I would be remiss if I did not point out that the SQO can write more bits per transition than just one of the primary 8 ([Steam, Purge, Cool, Idle] for #1 and #2 beds) each time its input rung becomes True. For example, you have Rungs 0013 and 0014 that write a value of 1 to
#2 Adsorb B3:1/8 or
#1 Adsorb B3:1/9 bit when any regen bit (Steam, Purge, Cool, Idle) of the other unit has a value of 1: you could eliminate those rungs by putting a value of 1 in bit 8 of words N7:1 through N7:4 (#2 in regen) and in bit 9 of words N7:5 through N7:8. The same approach could eliminate Rungs 0015 (Any Steam), 0016 (Any Purge), 0017 (Any Cool), and 0019 (Any Idle), although it would require re-assigning the
Any ... bits to be in B3:1 instead in B3:2, which would require shifting other bits out of B3:1, which in turn is fine because most of those don't belong in B3:1 in the first place e.g. B3:1/10 the
Step Advance for the SQO.
All in all, of the two dozen+ rungs that execute the logic (do not write output channel memory), nearly half could be eliminated, and the program might be clearer and easier to understand.

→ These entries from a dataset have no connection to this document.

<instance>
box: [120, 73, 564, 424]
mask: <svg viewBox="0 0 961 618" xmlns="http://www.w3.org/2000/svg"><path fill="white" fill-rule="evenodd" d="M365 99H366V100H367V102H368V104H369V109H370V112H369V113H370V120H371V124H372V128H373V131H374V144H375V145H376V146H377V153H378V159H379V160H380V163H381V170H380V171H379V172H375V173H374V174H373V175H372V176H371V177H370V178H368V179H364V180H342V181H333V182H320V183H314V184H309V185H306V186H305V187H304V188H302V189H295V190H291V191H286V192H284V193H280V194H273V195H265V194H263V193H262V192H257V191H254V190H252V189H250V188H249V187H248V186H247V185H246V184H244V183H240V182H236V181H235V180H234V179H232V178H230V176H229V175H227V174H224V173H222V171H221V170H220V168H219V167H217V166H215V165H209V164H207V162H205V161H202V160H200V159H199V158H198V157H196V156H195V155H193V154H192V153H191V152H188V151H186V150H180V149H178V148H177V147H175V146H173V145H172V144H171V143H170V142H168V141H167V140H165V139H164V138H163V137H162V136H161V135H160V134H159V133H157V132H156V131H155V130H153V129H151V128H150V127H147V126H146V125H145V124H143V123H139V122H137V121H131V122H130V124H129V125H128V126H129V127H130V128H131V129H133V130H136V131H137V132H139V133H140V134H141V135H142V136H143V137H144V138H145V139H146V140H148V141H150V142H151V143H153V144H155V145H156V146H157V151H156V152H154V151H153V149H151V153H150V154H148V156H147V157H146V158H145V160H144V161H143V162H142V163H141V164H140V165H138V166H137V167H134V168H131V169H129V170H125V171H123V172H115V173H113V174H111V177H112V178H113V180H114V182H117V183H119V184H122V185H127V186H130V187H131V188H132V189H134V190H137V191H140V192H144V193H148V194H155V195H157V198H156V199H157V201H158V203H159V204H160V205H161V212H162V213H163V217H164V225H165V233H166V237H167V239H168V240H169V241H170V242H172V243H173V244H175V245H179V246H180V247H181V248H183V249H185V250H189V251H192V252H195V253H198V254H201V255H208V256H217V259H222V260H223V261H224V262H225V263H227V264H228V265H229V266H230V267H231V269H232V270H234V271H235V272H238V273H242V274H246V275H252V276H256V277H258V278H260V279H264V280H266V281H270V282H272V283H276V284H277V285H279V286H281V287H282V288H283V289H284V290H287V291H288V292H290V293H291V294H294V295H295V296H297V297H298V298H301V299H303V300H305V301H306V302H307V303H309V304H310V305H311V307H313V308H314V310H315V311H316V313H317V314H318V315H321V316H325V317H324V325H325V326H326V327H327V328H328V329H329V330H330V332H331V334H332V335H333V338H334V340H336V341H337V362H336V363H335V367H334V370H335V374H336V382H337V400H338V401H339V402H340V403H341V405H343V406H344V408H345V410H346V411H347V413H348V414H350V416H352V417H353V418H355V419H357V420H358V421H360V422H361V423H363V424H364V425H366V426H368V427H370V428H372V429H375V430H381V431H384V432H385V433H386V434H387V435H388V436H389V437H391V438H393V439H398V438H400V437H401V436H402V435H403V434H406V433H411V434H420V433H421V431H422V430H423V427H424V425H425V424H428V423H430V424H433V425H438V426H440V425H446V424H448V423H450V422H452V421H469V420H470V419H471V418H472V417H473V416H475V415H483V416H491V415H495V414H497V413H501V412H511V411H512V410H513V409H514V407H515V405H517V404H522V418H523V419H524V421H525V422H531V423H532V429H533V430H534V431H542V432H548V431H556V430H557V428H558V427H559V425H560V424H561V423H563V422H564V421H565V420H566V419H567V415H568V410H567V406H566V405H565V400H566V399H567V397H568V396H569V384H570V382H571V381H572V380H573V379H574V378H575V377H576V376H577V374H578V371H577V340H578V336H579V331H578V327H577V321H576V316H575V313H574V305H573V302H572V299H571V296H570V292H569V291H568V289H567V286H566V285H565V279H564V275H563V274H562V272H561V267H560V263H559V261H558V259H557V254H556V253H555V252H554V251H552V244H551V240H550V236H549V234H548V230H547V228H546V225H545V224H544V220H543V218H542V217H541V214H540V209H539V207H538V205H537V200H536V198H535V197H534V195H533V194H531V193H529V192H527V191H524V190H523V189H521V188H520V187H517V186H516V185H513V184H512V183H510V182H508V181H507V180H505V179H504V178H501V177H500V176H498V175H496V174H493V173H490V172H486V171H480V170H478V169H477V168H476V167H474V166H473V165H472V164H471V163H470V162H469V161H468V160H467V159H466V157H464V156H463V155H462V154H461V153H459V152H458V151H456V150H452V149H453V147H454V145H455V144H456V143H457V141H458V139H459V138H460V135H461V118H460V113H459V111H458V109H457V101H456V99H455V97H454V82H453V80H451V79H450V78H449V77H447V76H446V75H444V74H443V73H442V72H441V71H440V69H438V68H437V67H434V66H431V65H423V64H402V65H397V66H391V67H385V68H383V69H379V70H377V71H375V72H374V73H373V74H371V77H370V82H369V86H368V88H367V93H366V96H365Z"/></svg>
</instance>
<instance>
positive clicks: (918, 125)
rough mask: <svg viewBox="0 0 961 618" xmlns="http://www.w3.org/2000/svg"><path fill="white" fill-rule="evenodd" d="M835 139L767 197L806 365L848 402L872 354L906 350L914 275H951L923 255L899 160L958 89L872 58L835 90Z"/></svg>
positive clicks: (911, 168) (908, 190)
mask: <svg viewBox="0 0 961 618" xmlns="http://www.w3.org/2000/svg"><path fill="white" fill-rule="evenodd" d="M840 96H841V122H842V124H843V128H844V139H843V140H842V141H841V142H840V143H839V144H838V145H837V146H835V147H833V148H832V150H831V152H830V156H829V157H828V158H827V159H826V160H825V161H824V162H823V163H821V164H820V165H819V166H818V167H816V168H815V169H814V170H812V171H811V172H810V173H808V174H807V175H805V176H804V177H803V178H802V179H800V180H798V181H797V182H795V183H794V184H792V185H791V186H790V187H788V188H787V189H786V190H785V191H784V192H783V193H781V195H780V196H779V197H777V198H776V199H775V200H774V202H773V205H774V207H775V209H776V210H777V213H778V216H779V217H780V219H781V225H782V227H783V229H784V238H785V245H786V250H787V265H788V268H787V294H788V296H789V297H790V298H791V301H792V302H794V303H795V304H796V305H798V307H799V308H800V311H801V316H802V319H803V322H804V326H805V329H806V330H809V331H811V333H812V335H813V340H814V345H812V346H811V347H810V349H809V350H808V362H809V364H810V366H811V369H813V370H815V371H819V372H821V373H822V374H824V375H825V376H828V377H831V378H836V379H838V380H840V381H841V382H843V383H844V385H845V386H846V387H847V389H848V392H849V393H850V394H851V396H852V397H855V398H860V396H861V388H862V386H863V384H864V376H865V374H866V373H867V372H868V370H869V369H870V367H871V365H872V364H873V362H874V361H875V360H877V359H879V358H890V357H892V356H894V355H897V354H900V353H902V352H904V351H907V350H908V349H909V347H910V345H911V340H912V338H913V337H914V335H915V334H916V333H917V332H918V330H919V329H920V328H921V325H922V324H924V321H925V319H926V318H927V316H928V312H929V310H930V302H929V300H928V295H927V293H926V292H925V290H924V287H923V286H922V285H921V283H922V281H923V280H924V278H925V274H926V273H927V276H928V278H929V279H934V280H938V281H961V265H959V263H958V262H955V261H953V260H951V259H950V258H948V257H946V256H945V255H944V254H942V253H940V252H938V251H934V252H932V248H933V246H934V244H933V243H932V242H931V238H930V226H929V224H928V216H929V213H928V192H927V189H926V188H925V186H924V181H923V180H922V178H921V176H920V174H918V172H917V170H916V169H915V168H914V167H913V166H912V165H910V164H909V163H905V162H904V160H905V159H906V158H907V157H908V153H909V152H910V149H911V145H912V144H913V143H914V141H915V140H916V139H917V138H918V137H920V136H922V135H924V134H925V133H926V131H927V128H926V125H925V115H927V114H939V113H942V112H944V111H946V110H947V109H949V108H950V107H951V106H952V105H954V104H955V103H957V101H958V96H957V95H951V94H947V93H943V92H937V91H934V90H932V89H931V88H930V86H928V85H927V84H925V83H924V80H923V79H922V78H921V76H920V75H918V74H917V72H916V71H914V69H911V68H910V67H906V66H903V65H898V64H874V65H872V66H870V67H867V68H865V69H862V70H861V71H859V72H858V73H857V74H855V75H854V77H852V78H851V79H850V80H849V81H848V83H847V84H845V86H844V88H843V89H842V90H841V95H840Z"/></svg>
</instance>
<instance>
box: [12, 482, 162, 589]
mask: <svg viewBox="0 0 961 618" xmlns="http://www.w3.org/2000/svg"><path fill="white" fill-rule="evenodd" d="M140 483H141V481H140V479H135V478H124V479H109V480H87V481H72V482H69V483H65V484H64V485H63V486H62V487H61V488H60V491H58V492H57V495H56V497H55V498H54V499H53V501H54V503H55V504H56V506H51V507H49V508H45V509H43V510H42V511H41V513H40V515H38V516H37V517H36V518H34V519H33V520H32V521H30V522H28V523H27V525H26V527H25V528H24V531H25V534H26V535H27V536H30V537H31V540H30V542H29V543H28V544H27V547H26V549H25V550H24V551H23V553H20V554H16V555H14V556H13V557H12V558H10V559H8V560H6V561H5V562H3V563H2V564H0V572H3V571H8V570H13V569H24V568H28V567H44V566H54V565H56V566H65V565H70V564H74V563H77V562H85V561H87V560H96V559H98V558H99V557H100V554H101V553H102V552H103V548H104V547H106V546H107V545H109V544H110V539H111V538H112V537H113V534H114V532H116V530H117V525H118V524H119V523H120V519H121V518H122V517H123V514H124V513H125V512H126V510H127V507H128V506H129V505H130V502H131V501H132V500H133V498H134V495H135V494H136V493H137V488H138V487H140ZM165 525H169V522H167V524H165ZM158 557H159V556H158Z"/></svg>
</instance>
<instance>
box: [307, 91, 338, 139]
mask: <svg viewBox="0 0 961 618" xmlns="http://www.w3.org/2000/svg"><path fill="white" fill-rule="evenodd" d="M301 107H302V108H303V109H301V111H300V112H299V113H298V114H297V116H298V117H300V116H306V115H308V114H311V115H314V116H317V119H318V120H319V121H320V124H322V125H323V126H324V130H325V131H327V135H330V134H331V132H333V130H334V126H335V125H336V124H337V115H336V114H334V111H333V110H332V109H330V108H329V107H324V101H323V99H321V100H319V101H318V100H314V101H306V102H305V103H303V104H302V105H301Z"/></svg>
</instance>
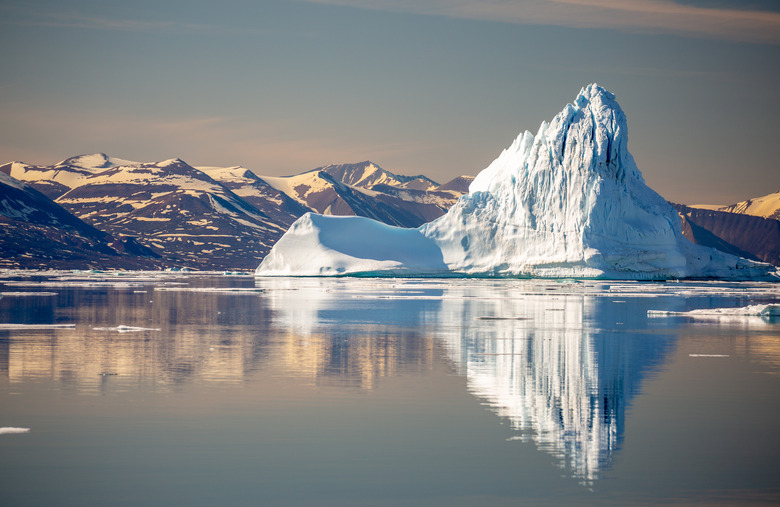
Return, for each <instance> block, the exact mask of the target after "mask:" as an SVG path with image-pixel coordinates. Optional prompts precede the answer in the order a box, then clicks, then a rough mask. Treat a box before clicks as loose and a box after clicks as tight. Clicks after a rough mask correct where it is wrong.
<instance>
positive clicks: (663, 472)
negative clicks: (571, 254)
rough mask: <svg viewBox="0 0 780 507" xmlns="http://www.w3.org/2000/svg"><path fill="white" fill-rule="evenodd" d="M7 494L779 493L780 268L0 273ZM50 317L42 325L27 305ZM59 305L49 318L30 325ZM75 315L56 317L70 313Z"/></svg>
mask: <svg viewBox="0 0 780 507" xmlns="http://www.w3.org/2000/svg"><path fill="white" fill-rule="evenodd" d="M0 292H2V293H3V297H2V298H0V324H22V325H20V326H16V327H12V328H8V326H6V328H4V329H0V407H2V409H1V410H0V427H24V428H30V431H29V432H28V433H23V434H0V491H2V494H3V502H2V503H3V504H4V505H6V504H7V505H92V504H101V505H105V504H106V503H111V504H126V505H139V504H144V505H168V504H172V503H175V504H192V505H214V504H230V505H258V504H265V505H399V504H403V505H517V504H523V505H560V504H564V503H566V504H580V505H588V504H594V505H595V504H605V503H606V504H614V505H625V504H628V503H630V504H648V505H658V504H684V505H689V504H719V503H720V504H726V505H742V504H776V503H777V502H778V501H780V481H778V477H780V475H779V474H778V472H779V470H778V465H777V463H778V459H779V458H780V437H778V433H777V423H776V421H777V420H778V416H780V402H779V401H778V397H777V393H778V387H780V375H779V373H780V322H778V321H777V320H772V319H768V318H758V317H732V318H721V319H692V318H689V317H685V316H667V317H648V315H647V311H648V310H673V311H686V310H690V309H698V308H717V307H739V306H746V305H748V304H759V303H778V302H780V293H779V292H778V286H777V285H776V284H774V285H773V284H766V283H750V284H747V283H742V284H739V283H717V282H710V283H706V282H696V283H693V282H692V283H635V282H615V283H611V282H594V281H565V280H564V281H538V280H537V281H531V280H498V281H494V280H436V279H431V280H397V279H396V280H393V279H316V278H310V279H306V278H303V279H257V280H255V279H254V278H251V277H246V276H244V277H242V276H204V275H193V274H190V275H178V276H174V275H160V274H157V275H154V276H151V275H149V274H125V275H123V276H117V275H106V274H99V273H98V274H86V273H48V274H41V275H36V276H29V275H26V274H15V275H13V274H8V275H6V277H5V278H4V279H0ZM25 325H26V326H25ZM30 325H36V326H37V327H34V328H33V327H29V326H30ZM50 325H58V326H61V327H58V328H50V327H47V326H50Z"/></svg>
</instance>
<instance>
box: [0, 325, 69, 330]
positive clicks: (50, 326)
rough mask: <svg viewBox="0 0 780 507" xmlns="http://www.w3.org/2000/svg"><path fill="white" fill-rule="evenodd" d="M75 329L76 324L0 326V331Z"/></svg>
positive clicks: (1, 325)
mask: <svg viewBox="0 0 780 507" xmlns="http://www.w3.org/2000/svg"><path fill="white" fill-rule="evenodd" d="M41 329H76V324H0V330H20V331H27V330H41Z"/></svg>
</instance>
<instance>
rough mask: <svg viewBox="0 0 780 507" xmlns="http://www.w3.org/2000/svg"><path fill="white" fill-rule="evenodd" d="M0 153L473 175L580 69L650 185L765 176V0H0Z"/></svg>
mask: <svg viewBox="0 0 780 507" xmlns="http://www.w3.org/2000/svg"><path fill="white" fill-rule="evenodd" d="M0 48H1V49H0V65H1V67H0V68H2V77H1V78H0V120H1V121H0V163H3V162H7V161H12V160H19V161H23V162H27V163H31V164H42V165H48V164H54V163H56V162H58V161H60V160H63V159H66V158H68V157H71V156H74V155H79V154H85V153H97V152H103V153H107V154H109V155H111V156H114V157H118V158H123V159H129V160H136V161H142V162H152V161H159V160H165V159H170V158H174V157H179V158H181V159H183V160H185V161H186V162H188V163H190V164H191V165H195V166H233V165H242V166H244V167H247V168H249V169H252V170H253V171H254V172H256V173H258V174H263V175H269V176H280V175H289V174H296V173H299V172H303V171H306V170H309V169H313V168H315V167H319V166H323V165H327V164H338V163H350V162H359V161H363V160H371V161H373V162H374V163H376V164H378V165H380V166H381V167H383V168H385V169H387V170H389V171H391V172H394V173H397V174H410V175H411V174H425V175H427V176H429V177H431V178H433V179H434V180H436V181H439V182H445V181H447V180H449V179H452V178H454V177H456V176H458V175H461V174H469V175H475V174H477V173H478V172H479V171H480V170H482V169H484V168H485V167H487V165H488V164H490V162H492V160H493V159H495V158H496V157H497V156H498V155H499V154H500V153H501V150H503V149H505V148H506V147H508V146H509V145H510V144H511V142H512V141H513V140H514V138H515V137H517V135H518V134H519V133H521V132H523V131H525V130H530V131H532V132H533V133H536V131H537V130H538V128H539V125H540V124H541V122H542V121H549V120H550V119H552V117H553V116H555V114H557V113H558V112H559V111H561V110H562V109H563V108H564V107H565V105H566V104H567V103H568V102H571V101H573V100H574V98H575V97H576V95H577V93H578V92H579V90H580V89H581V88H582V87H583V86H586V85H588V84H590V83H593V82H596V83H599V84H600V85H602V86H604V87H606V88H607V89H608V90H610V91H611V92H613V93H614V94H615V95H616V97H617V100H618V102H619V103H620V104H621V106H622V108H623V110H624V111H625V112H626V115H627V117H628V135H629V143H628V147H629V150H630V151H631V153H632V154H633V155H634V158H635V160H636V162H637V165H638V166H639V169H640V170H641V171H642V173H643V174H644V177H645V180H646V182H647V183H648V185H649V186H650V187H652V188H653V189H655V190H656V191H657V192H658V193H660V194H661V195H662V196H664V197H665V198H667V199H669V200H671V201H674V202H680V203H686V204H731V203H734V202H738V201H742V200H744V199H747V198H751V197H757V196H762V195H766V194H768V193H771V192H776V191H778V190H780V167H779V165H780V164H778V160H780V141H779V140H778V134H780V2H777V1H776V0H752V1H751V0H745V1H732V0H709V1H707V0H686V1H684V2H683V1H679V0H678V1H674V0H514V1H513V0H261V1H257V0H252V1H249V0H223V1H220V2H211V1H204V0H154V1H149V0H134V1H133V2H114V1H106V0H102V1H96V0H94V1H90V0H58V1H52V0H2V2H0Z"/></svg>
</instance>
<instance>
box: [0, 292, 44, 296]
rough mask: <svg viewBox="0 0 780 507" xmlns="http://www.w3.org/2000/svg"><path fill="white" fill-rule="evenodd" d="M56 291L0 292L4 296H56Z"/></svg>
mask: <svg viewBox="0 0 780 507" xmlns="http://www.w3.org/2000/svg"><path fill="white" fill-rule="evenodd" d="M56 295H57V293H56V292H0V296H3V297H28V296H32V297H35V296H56Z"/></svg>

Also, I suggest you add comments to the rungs; you could even have the comment for the SQO rung detail the size, and values for, the N7 Data File.
Anyway, it's been a fun exercise. Thanks for posting, and welcome to the forum!
As you can see in one of my earliest posts (yesterday @ 4:32) I knew I had to enter something somewhere regarding 1,2,4,8,16.... but I couldn't remember where.
Not to put too fine a point on it, but you'll notice that the next post from
@JaxGTO 17 minutes later (see
here) suggested that there needed to be values in N7:1 through N7:8.